6.2 The policy strategy
There are some policy strategies that need to be taken in account by the government of Indonesia, in this case the MoH, to ensure the smooth implementation of the main strategies above:
- Increase public health expenditures to support the implementation of the main strategy above.
- Reduce the effect of decentralization through increasing the capacity of public health officials in district level and ensure effective utilization of the public health budget to increase health outcomes.
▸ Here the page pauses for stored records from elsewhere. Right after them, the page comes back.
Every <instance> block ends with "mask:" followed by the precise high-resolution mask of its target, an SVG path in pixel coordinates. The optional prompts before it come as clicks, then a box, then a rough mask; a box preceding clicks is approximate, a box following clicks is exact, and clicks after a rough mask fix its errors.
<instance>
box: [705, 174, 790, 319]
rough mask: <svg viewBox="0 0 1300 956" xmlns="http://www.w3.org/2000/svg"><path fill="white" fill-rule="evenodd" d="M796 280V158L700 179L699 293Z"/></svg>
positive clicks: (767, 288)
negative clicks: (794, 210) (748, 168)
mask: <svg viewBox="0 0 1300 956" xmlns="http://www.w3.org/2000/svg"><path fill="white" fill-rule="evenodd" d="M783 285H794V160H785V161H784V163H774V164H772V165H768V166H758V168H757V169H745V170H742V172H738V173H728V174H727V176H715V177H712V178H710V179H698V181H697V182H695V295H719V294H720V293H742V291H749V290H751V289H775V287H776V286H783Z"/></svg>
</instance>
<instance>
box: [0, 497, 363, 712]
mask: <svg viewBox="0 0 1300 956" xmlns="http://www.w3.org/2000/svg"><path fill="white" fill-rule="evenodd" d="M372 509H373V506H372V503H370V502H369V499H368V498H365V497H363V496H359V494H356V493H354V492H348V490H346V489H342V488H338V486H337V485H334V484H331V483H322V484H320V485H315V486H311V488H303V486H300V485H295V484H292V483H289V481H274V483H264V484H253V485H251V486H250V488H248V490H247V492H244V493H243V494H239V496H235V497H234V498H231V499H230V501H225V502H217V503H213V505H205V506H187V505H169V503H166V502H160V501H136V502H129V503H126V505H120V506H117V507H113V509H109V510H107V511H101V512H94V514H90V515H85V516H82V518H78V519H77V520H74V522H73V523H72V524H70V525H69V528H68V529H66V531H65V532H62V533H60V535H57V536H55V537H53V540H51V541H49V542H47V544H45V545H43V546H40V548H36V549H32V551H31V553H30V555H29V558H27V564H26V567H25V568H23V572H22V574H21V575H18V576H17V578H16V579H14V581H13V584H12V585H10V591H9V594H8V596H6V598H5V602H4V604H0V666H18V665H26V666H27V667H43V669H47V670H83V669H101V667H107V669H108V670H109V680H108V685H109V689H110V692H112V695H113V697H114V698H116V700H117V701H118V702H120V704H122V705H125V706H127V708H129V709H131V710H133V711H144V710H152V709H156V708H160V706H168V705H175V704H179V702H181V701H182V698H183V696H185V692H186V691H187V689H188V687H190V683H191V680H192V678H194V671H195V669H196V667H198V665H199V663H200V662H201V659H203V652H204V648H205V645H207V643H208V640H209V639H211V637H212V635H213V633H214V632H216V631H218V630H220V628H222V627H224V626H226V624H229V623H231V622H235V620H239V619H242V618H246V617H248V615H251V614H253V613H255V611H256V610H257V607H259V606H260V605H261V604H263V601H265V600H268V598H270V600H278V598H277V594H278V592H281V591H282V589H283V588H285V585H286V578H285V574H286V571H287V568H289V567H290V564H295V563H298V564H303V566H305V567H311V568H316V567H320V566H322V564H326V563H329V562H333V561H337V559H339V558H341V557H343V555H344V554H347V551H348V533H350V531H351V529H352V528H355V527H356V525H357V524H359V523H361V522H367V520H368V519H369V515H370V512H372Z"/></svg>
- Engage the private sector in providing quality maternal health services through public-private partnerships.
- Review and improve the implementation of jamkesmas to reach the targets and ensure the quality of services received by the beneficiaries.
Indonesia has to increase efforts in reaching the target of MDG 5 for 2015. The number of village midwives must increase significantly. Access to EmOC, ANC services should be radically improved and modified to ensure that mothers give birtsh with skilled birth attendant presents, or at health facilities. The health care team must be funded and trained to prepare the familiy to deal with the complicatios. Family planning should be maintained and improved to reach more impoverished and underserved people, in rural and urban settings. The strategies, however will need great financial resources to be implemented, therefore Indonesia has to increase public health expenditures. Enggaging private sector agencies and institutions and reviewing the current implementation of jamkesmas are two key approaches as part of this overall strategy to improve and strenghen public health driven maternal health services. If the MoH fails to start implementing of all theses strategies, and perhaps more added on, it is unlikely that the MDG 5 target will be achieved by the target date in 2015.